The day started early as I awakened to a refreshing warm mountain rain… wonderful! It was so great that I wasn’t bothered by my oversight of roasting coffee the previous day … no coffee! … so I got the roaster out and got it cranked up outside and watched the rain make its way down upon our little farm. The hogs like these rains … it softens the ground up just enough and many were out early brushing up on their plowing skills …

Then the rain stopped, and the sun came out to make thousands of little light prisms out of the raindrops … glorious! This scene coupled with the caffeine so aptly delivered from those fresh ground Costa Rican beans got me thinking about that wood pile that had been standing in front of the bin for some time now … perhaps it was time for me to get that split up and stowed before it became a permanent refugia for voles and gophers – Montanan ‘Columbian Ground Squirrels’ ‘gophers’… so, when in Rome … gopher’s they are.

So out I went to attack that stack of doug fir with vigor and multiple layers that began as a t-shirt, standard long-sleeve cotton shirt (plaid, of course), and heavy Carhart overshirt. After a few dozen swings of my trusty six pounder this ensemble was reduced to just the t shirt. The entire process of getting chord wood into the bin and stove is one that I have always found to be quite satisfying … and a good way to stay in shape … but, sure, like a hog farmer really needs additional exercise!

About 20 minutes or so into my bout with the wood pile I saw this giant wall of dark cloud approaching from the northwest. Ah, it’s going to miss us I thought, as these systems typically travel from the southwest to northeast here … so, back to the splitting and stacking … splitting and stacking.

Then came the swirling wind … the tarp I used to cover the wood I think touched all 360 points on the compass over the course of about 5 minutes.  Then the temperature began to plummet and the layer process began once again … just in time too, as it began to sleet … or what those untrustworthy folks at the weather channel would call a ‘winter mix’… then it was hail – little styrofoam looking things that looked like they fell off your acoustic ceiling … then the wind stopped and it began to snow … then it was like standing in a snow globe for a few minutes – big flakes floating down in a seemingly peaceful way … then the wind again … not swirling this time, direct from the north with teeth and purpose …

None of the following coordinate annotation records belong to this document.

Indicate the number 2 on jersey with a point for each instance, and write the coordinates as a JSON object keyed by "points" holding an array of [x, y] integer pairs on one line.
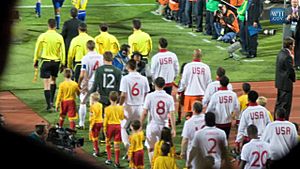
{"points": [[135, 91], [110, 84]]}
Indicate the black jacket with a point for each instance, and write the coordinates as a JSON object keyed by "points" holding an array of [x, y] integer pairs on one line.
{"points": [[285, 73], [70, 30]]}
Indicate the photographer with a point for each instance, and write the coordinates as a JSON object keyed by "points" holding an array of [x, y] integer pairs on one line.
{"points": [[226, 24], [291, 20], [40, 133]]}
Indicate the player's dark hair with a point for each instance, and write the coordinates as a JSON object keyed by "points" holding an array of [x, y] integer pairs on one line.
{"points": [[113, 96], [252, 96], [221, 72], [90, 45], [74, 12], [224, 81], [108, 56], [82, 27], [165, 148], [163, 43], [210, 119], [252, 130], [288, 42], [136, 124], [103, 27], [136, 24], [280, 113], [131, 64], [68, 73], [246, 87], [125, 48], [197, 107], [136, 54], [40, 129], [51, 23], [166, 135]]}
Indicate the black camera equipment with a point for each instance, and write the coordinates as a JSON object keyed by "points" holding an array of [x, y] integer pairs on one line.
{"points": [[64, 139]]}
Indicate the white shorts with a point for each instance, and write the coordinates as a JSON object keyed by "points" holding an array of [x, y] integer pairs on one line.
{"points": [[153, 134], [84, 96], [131, 113]]}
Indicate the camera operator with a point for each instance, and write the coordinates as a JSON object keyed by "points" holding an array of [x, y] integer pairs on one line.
{"points": [[291, 20], [226, 24], [40, 133]]}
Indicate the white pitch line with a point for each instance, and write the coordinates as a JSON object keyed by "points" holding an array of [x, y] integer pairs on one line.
{"points": [[179, 27], [220, 47], [191, 33], [206, 40], [94, 5], [166, 19], [253, 60]]}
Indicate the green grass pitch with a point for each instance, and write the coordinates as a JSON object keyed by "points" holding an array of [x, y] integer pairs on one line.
{"points": [[19, 72]]}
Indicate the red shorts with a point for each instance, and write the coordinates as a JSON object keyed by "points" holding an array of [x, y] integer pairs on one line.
{"points": [[95, 131], [114, 131], [68, 107], [137, 160], [189, 101]]}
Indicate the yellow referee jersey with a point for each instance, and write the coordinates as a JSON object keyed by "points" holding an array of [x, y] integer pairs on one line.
{"points": [[141, 42], [50, 46], [107, 42], [243, 99], [78, 48], [80, 4], [96, 113], [136, 142], [165, 162], [67, 91], [113, 115]]}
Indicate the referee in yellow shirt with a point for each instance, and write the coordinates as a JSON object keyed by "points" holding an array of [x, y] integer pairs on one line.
{"points": [[78, 49], [140, 41], [50, 49], [106, 41]]}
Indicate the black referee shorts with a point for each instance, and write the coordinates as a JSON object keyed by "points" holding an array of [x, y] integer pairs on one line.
{"points": [[49, 68]]}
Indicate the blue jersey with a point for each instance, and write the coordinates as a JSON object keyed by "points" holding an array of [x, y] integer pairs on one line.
{"points": [[58, 3]]}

Spring in Montana looks a lot like winter in Iowa!!!

We still have some of our original hog huts … simple architecture really … a wooden deck with two metal cattle panels looped over to form an arch with one of those heavy duty tarps you can get for about twenty bucks in a two-pack at Costco attached to the structure the best you can … anyway, there was one of these out in a circle pen originally designed to exercise normally free-loading hayburning horses that we converted to a higher purpose … raising hogs!

The wind was fierce by now and it dislodged the tarp from the windward side of the hut … but those heavy electrical ties I used to secure the covering to what was now the lee side of the hog home was holding …! (a farmer must take pause during these rare moments when one of our ideas actually works) … so there was this 20 ft tarp, stretched out and whipping like a flag on Gillian’s Island … but this was only half the fun … as I said on an earlier blog, pigs just want to have fun.

Well, the 180 pounder feeder pigs that were in the pen at the time where doing just that trying to catch the lee end of the tarp flag and just having the time of their lives … fantastic! By now, it became apparent that I had to address this situation with nails and hammer and the snow began to compete with the wind for maximum impact … it was a blizzard, plain and simple.

So, it was now time for an additional parka layer, gloves and a beenie and into the blizzard and swirling pigs in the feeder pen … awesome!  White out. The pen is only about 75 yard from the house which I could no longer see …

A 180 pound pig is formidable enough … but six of them running in and around your feet and ‘through the wickets’ in a driving snowstorm was a bit unnerving … but we got through it together, with grace, good humor, and only a smattering of profanity … for which I apologize.